Around 110 kilometers east of Sortoni, deadly clashes in North Darfur's capital of El-Fasher, besieged by RSF, threaten water access for more than 800,000 civilians.

Medical charity Doctors Without Borders (MSF) on Friday said fighting in El-Fasher had killed at least 226.

Just outside the city, fighting over the Golo water reservoir "risks cutting off safe and adequate water for about 270,000 people", the UN children's agency UNICEF has warned.

Access to water and other scarce resources has long been a source of conflict in Sudan.

The UN Security Council on Thursday demanded that the siege of El-Fasher end.

If it goes on, hundreds of thousands more people who rely on the area's groundwater will go without.

"The water is there, but it's more than 60 meters (66 yards) deep, deeper than a hand-pump can go," according to a European diplomat with years of experience in Sudan's water sector.

"If the RSF doesn't allow fuel to go in, the water stations will stop working," he told AFP, requesting anonymity because the diplomat was not authorized to speak to media.

"For a large part of the population, there will simply be no water."

Already in the nearby village of Shaqra, where 40,000 people have sought shelter, "people stand in lines 300 meters long to get drinking water," said Adam Rijal, spokesperson for the civilian-led General Coordination for Displaced Persons and Refugees in Darfur.

In photos he sent to AFP, some women and children can be seen huddled under the shade of lonely acacia trees, while most swelter in the blazing sun, waiting their turn.

- Dirty water -

Sudan is hard-hit by climate change, and "you see it most clearly in the increase in temperature and rainfall intensity," the diplomat said.

This summer, the mercury is expected to continue rising until the rainy season hits in August, bringing with it torrential floods that kill dozens every year.

The capital Khartoum sits at the legendary meeting point of the Blue Nile and White Nile rivers -- yet its people are parched.

The Soba water station, which supplies water to much of the capital, "has been out of service since the war began," said a volunteer from the local resistance committee, one of hundreds of grassroots groups coordinating wartime aid.

People have since been buying untreated "water off of animal-drawn carts, which they can hardly afford and exposes them to diseases," he told AFP, requesting anonymity for fear of reprisal.

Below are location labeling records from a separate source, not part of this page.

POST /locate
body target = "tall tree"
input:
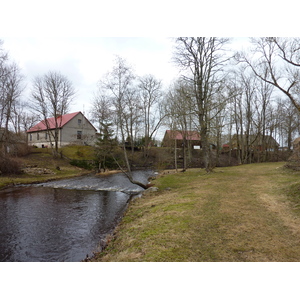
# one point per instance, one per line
(150, 91)
(204, 59)
(118, 84)
(51, 96)
(277, 62)
(10, 92)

Entire neighborhoods of Khartoum North "have gone without drinking water for a year," another local volunteer told AFP, requesting to be identified only by his first name, Salah.

"People wanted to stay in their homes, even through the fighting, but they couldn't last without water," Salah said.

- Parched and displaced -

Hundreds of thousands have fled the fighting eastward, many to the de facto capital of Port Sudan on the Red Sea -- itself facing a "huge water issue" that will only get "worse in the summer months," resident al-Sadek Hussein worries.

The city depends on only one inadequate reservoir for its water supply.

Here, too, citizens rely on horse- and donkey-drawn carts to deliver water, using "tools that need to be monitored and controlled to prevent contamination," public health expert Taha Taher told AFP.

"But with all the displacement, of course this doesn't happen," he said.

Between April 2023 and March 2024, the health ministry recorded nearly 11,000 cases of cholera -- a disease endemic to Sudan, "but not like this" when it has become "year-round," the European diplomat said.

The outbreak comes with the majority of Sudan's hospitals shut down and the United States warning on Friday that a famine of historic global proportions could unfold without urgent action.

"Health care has collapsed, people are drinking dirty water, they are hungry and will get hungrier, which will kill many, many more," the diplomat said.